Difference between int* and int[] in C++

Question

Context: C++ Consider the example below

class TestClass
{
private:
    int A[];
    int *B;

public:
    TestClass();
};

TestClass::TestClass()
{
    A = 0; // Fails due to error: incompatible types in assignment of `int' to `int[0u]'
    B = 0; // Passes
}

A = 0 fails but B = 0 succeeds. What's the catch? What exactly is A? A constant pointer? How do I initialize it then?

Answer 1

The question "what is the difference between int* and int[]?" is a less trivial question than most people will think of: it depends on where it is used.

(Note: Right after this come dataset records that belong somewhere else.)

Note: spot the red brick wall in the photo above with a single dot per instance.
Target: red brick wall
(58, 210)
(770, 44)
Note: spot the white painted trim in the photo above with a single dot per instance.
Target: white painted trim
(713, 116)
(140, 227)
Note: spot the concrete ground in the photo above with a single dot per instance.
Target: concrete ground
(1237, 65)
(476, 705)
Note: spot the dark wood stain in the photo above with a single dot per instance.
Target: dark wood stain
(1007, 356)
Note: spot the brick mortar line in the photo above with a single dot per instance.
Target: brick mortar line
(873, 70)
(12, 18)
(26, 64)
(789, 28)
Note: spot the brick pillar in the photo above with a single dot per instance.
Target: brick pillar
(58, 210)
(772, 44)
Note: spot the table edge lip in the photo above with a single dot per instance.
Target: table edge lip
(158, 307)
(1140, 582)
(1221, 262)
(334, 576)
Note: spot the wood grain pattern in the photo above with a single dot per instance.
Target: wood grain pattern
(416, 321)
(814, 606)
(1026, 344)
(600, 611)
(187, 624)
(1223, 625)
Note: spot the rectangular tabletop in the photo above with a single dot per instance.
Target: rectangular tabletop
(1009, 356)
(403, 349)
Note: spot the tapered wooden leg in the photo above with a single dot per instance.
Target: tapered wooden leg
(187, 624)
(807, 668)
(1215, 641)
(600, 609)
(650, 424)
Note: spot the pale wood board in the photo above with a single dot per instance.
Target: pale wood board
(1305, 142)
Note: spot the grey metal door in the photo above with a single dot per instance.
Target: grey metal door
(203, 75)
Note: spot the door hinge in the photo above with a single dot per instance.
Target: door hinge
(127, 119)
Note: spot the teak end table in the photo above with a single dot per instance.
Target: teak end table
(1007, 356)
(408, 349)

In a declaration, like extern int a[]; it means that somewhere there is an array called a, for which the size is unknown here. In a definition with aggregate initialization, like int a[] = { 1, 2, 3 }; it means an array of a size I, as programmer, don't want to calculate and you, compiler, have to interpret from the initialization. In a definition without initialization, it is an error, as you cannot define an array of an unknown size. In a function declaration (and/or) definition, it is exactly equivalent to int*, the language specifies that when processing the types of the arguments for functions, arrays are converted into pointers to the contained type.

In your particular case, as declaration of members of a class, int a[]; is an error, as you are declaring a member of an incomplete type. If you add a size there, as in int a[10] then it becomes the declaration of an array of type int and size 10, and that will reserve space for 10 int inside each object of the class. While on the other hand, int *b will only reserve space for a pointer to integers in the class.